Recentemente ho potuto confermare come la nostra attualità  sia il riflesso di interferenze “trasversali” a processi che altrimenti si muoverebbero in direzioni lineari…ma senza alcuna perturbazione tutto sarebbe davvero “lineare”?

Quando studi all’università dapprima nelle aule della facoltà di medicina e chirurgia e poi nei vari reparti o divisioni che trovano la tua particolare predisposizione…feeling, puoi cominciare a subire una mitosi intellettuale che ti porta a sepimentare, dividere l’aspetto scientifico da quello umoral-sentimentale, distinguendo “ció che sembra” da “ció che è” e “ció che è” da “ció che ti viene detto”. Aumentando sempre più l’interesse critico e sperimentale, la curiosità ed il rispetto per chi si rivolge a te per un parere.

Negli anni in cui da studente di medicina frequentai la chirurgia toracica a Milano, ebbi l’opportunità di seguire numerosi casi di chirurgia toracica “ricostruttiva” per malformazioni (dimorfismi) sternali.

Come dovrebbe essere noto i dismorfismi sternali si dividono in due principali categorie che fanno riferimento alla presenza di una carenatura (estroflesso) o di un affossamento (introflesso). Gli sterni “carenati” e “a imbuto” sembrano poi trovare una tipologia di confine nel tipo “carenato trasverso alto”…ragioniamoci un poco sopra.

Nel petto (così detto nel gergo chirurgico) carenato il profilo sternale è caratterizzato da una sorta di carenatura navale che si estende dall’angolo di Louis all’articolazione sterno-xifoidea. Se vi capitasse di osservarli si possono riscontrare alcune varianti: una nella quale l’intera struttura del corpo sternale si posiziona “ventrale” rispetto al piano delle articolazioni sterno-costali (articolazioni condrali); una seconda dove il corpo sternale è come se fosse percorso da una linea longitudinale (origine embriologica dei “cordoni sternali”) con una palpabile cresta mediana.

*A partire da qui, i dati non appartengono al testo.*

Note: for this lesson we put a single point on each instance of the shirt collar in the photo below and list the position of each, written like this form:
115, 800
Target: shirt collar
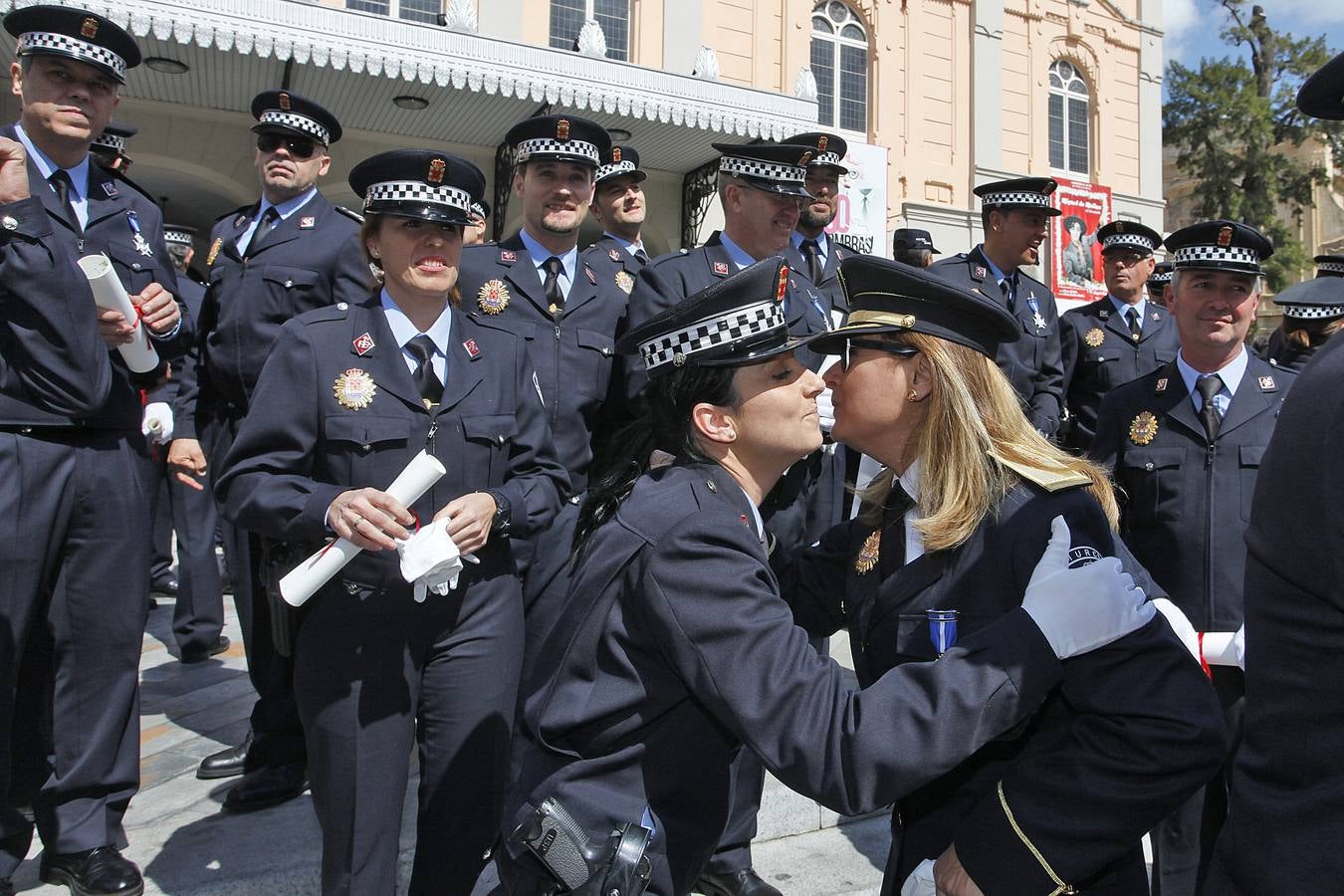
403, 331
78, 175
540, 253
1230, 373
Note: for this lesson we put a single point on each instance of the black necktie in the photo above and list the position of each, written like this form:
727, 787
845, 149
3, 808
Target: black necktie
60, 181
429, 384
552, 287
1209, 415
812, 251
268, 223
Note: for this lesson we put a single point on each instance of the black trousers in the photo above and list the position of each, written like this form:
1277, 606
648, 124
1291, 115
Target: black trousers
277, 734
76, 568
378, 675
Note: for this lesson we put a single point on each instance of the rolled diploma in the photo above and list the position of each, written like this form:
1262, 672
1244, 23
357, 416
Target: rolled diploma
312, 573
1220, 649
110, 295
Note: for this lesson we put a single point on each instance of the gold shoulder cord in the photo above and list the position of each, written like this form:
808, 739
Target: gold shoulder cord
1062, 887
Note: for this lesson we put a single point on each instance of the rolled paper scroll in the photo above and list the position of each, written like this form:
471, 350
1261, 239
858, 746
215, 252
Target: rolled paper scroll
110, 295
312, 573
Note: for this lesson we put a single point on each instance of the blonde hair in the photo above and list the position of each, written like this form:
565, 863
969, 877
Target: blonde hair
974, 429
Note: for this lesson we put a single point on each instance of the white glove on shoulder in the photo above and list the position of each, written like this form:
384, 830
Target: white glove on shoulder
1086, 607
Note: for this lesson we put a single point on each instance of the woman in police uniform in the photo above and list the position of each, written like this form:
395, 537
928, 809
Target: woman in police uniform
346, 398
674, 648
955, 524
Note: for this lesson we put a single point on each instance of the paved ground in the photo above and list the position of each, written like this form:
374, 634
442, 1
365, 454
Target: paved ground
187, 846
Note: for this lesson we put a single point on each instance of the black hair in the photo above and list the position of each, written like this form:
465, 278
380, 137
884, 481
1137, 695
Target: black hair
663, 425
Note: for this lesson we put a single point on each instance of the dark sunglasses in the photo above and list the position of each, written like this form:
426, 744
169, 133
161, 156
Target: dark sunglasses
298, 146
876, 345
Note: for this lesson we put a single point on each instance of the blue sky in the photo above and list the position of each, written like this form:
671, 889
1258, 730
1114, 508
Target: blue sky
1191, 26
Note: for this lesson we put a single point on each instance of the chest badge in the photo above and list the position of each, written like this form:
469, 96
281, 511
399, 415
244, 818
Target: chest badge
492, 297
353, 389
1143, 427
868, 554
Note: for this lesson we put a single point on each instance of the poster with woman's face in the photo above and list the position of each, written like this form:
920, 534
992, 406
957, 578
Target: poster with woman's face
1074, 251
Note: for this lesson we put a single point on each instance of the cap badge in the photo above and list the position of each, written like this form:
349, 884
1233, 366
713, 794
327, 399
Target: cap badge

Nel petto carenato trasverso alto è l’angolo tra manubrio e il corpo sternale (angolo sternale o angolo di Louis) ad essere caratteristicamente prevalente, sormontante il piatto sternale. La sua convessità anteriore  aumenta diminuendo l’apertura posteriore dell’angolo. A questo si associa spesso una anomala curvatura delle clavicole.

Al contrario nel torace “ad imbuto”, escavato, lo sterno di trova depresso, introflesso, con interessamento prevalente del corpo e mantenimento di una posizione relativamente più ventrale del manubrio; in quest’ultimo le clavicole fungono come da blocchi, come “piloni” di rinforzo all’indietreggiamento dell’insieme mentre il tratto vertebrale dorsale in fisiologica cifosi ancor più si adatta alla flessione anteriore con ulteriore “imbutizzazione” del corpo sternale.

Quello che avveniva dal punto di vista chirurgico ve lo lascio solo immaginare. Altissima abilità e manualità chirurgica nel separare il piano posteriore dello sterno dalle strutture fasciali (endotoracica e pleurale) facendo attenzione ai legamenti sterno-pericardici e alle strutture vascolari sterno-mediastiniche.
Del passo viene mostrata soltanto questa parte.